With the launch of the “Technest” Scholarship Program in 2023 at the International Olympiad training camp, after hard trainings Fuad and Aykhan are playing a permutation puzzle game. Fuad challenges Aykhan to create a special sequence of numbers.
To win the challenge, Aykhan must generate a “composite sum permutation”, a sequence where for every i between 1 and n inclusive, the sum of the first i numbers of the permutation p of size n is always composite.
A positive integer x is considered composite if it has more than two positive integer divisors.
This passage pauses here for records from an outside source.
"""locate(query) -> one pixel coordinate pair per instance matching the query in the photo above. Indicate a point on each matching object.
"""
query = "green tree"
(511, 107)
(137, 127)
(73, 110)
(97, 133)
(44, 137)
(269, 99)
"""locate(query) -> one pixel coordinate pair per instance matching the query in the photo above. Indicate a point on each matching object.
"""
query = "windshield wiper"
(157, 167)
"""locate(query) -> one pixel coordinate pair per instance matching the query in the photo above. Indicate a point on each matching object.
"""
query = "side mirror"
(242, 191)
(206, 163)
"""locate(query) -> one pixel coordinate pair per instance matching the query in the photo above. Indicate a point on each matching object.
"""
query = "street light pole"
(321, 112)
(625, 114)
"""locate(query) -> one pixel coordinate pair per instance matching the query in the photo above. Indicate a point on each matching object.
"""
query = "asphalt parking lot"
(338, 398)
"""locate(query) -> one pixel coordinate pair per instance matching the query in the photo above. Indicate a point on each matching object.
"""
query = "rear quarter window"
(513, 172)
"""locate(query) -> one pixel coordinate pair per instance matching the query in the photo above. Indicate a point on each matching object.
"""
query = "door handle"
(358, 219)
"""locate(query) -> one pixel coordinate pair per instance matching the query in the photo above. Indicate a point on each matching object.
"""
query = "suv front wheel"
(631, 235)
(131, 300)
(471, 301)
For instance, integers like 10,25, and 222 are composite, while 1,3,31,89,97, and 13 are not.
A sequence of positive integers p=p1,p2,...,pn is defined as a permutation of length n if it contains every integer between 1 and n inclusive exactly once.
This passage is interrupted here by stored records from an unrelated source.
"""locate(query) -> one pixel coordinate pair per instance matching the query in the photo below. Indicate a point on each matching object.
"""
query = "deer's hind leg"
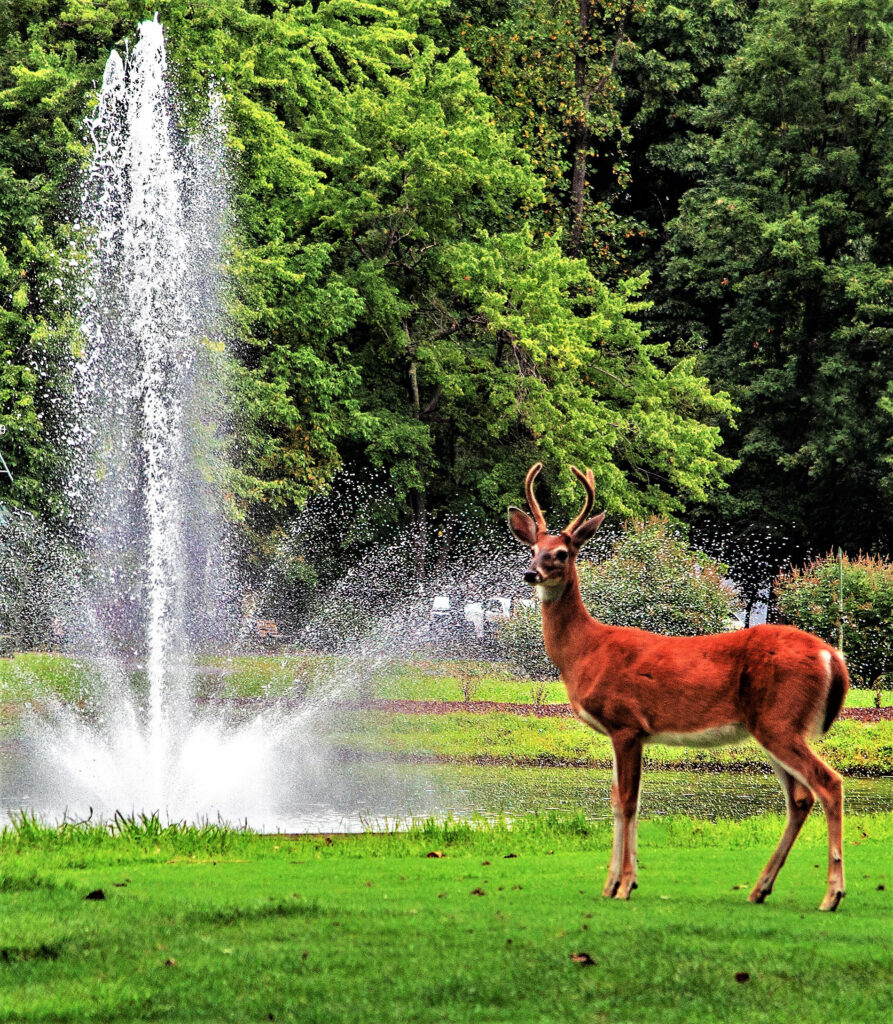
(800, 800)
(805, 766)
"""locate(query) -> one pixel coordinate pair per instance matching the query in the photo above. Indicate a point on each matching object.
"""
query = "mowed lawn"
(232, 927)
We’ll call a permutation p=p1,p2,...,pn a “composite sum permutation” if, for every index i between 1 and n inclusive, the sum of the first i elements of p, denoted as p1+p2+...+pi, is a composite number.
Help Aykhan to generate the required permutation by writing a program.
One single integer n (1≤n≤100).
If no composite sum permutation of length n exists, print a single integer −1.
Otherwise, print n integers p1,p2,...,pn such that p=p1,p2,...,pn is a “composite sum permutation”.
If there are multiple composite sum permutations of length n, you may print any of them.
In the first example for n=3, there is no answer.
In the second example for n=4, we can generate permutation “4 2 3 1”. Compute the prefix sums: “4,6,9,10”. Each of these sums is composite: 4=2⋅2,6=2⋅3,9=3⋅3,10=2⋅5".
This task consists of the following subtasks. If all tests of a subtask are passed, you will earn points for that subtask.
(25 points): n≤10;
(75 points): no additional constrains;